During 3.4 we had a team working on building an authorization engine into
the framework to do the signature validation and content validation at
install time (i.e. when calling BundleContext.install().  Unfortunately we
ran out of time and found that it was rather limiting to bake policies
directly into the framework (your case is a perfect example!!).

As a result the authorization engine became internal/provisional and is not
promoted as the way to do install time verification of signed content.
Instead, install time verification should be performed by the install agent
(p2 in Eclipse).   In Equinox, p2 is using the SignedContentFactory service
to interrogate the bundle content to determine if a bundle is signed,
trusted, or tampered with before installing the bundle into the framework.
This allows for more customized policies to be implemented outside of the
framework and allows for UIs to do things like ask the user if they would
like to allow an untrusted signed bundle to be installed.

Tom




                                                                       
  From:       Andy Wilkinson <andy.wilkin...@springsource.com>         
                                                                       
  To:         equinox-dev@eclipse.org                                  
                                                                       
  Date:       01/06/2009 09:42 AM                                      
                                                                       
  Subject:    [equinox-dev] Verification of signed jars during bundle 
installation
                                                                       





Hi,

I've been looking into Equinox's support for dealing with signed jars and
have a couple of queries with which I'd be grateful for some pointers.

I've figured out that I can enable SignedBundleHook by starting Equinox
with -Dosgi.signedcontent.support=true.
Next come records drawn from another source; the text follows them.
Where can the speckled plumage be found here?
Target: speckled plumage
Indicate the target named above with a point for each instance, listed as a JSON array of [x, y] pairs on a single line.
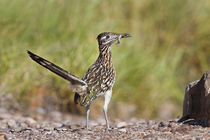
[[99, 78]]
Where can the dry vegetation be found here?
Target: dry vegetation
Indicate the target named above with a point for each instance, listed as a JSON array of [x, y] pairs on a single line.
[[169, 48]]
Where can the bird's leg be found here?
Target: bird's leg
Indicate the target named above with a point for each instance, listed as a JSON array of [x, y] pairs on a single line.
[[87, 115], [108, 96]]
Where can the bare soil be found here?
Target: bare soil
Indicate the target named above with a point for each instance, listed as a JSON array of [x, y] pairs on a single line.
[[56, 125]]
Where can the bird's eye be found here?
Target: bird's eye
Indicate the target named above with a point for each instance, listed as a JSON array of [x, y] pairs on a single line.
[[107, 37]]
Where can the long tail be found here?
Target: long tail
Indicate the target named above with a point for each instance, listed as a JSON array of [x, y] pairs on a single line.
[[57, 70]]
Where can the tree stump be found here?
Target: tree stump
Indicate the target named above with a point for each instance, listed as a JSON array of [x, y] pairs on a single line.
[[197, 101]]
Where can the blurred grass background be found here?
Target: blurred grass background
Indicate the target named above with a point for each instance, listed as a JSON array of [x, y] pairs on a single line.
[[169, 48]]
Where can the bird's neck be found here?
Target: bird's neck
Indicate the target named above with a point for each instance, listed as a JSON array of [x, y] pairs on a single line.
[[105, 55]]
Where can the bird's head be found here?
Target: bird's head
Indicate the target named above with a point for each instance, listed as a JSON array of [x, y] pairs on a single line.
[[108, 38]]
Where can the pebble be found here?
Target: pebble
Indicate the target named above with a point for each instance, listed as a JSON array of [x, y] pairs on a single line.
[[121, 124]]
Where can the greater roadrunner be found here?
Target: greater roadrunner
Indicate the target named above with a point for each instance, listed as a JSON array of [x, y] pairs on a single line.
[[99, 78]]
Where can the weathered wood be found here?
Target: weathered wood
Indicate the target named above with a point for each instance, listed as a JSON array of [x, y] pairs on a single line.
[[197, 100]]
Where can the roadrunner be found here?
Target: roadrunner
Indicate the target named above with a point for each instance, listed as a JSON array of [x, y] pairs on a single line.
[[99, 78]]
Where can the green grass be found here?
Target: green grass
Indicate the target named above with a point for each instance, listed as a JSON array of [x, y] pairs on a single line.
[[169, 48]]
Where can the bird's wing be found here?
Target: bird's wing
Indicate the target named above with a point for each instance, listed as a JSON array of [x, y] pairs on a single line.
[[57, 70]]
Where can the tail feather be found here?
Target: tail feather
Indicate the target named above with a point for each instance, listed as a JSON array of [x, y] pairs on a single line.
[[77, 98], [56, 69]]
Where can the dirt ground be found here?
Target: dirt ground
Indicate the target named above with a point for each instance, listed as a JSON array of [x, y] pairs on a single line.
[[56, 125]]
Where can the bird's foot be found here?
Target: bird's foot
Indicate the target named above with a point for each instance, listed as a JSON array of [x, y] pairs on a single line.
[[108, 128]]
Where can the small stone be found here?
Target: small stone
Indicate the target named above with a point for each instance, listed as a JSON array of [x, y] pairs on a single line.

With the hook enabled I've then run
the debugger through the installation of a bundle. This bundle is packaged
in a Jar that's been signed but has since been modified such that the
signatures are now wrong. I've observed SignedBundleHook.wrapBundleFile
being invoked and a GeneralSecurityException being thrown, caught, and
swallowed, when the tampering is discovered. Ideally I'd like the
installation to fail at this point as the bundle's signatures are out of
sync with its contents.

With this goal in mind I also looked at
org.eclipse.osgi.internal.signedcontent.BundleInstallListener and
experimented with enabling its policing of signed jars. I figured out that
I can enable signed jar policing by starting Equinox with
-Dosgi.signedcontent.authorization.engine.policy=signed but this appears to
make things too restrictive as it requires every bundle that's installed to
be signed, rather than just checking that those that are signed are signed
correctly.

Is there any way to configure Equinox for the middle ground that I'm
looking for? I'd like unsigned jars to be accepted, and signed jars to be
accepted *unless* the signatures are incorrect in which case I'd like the
attempt to install the bundle to fail.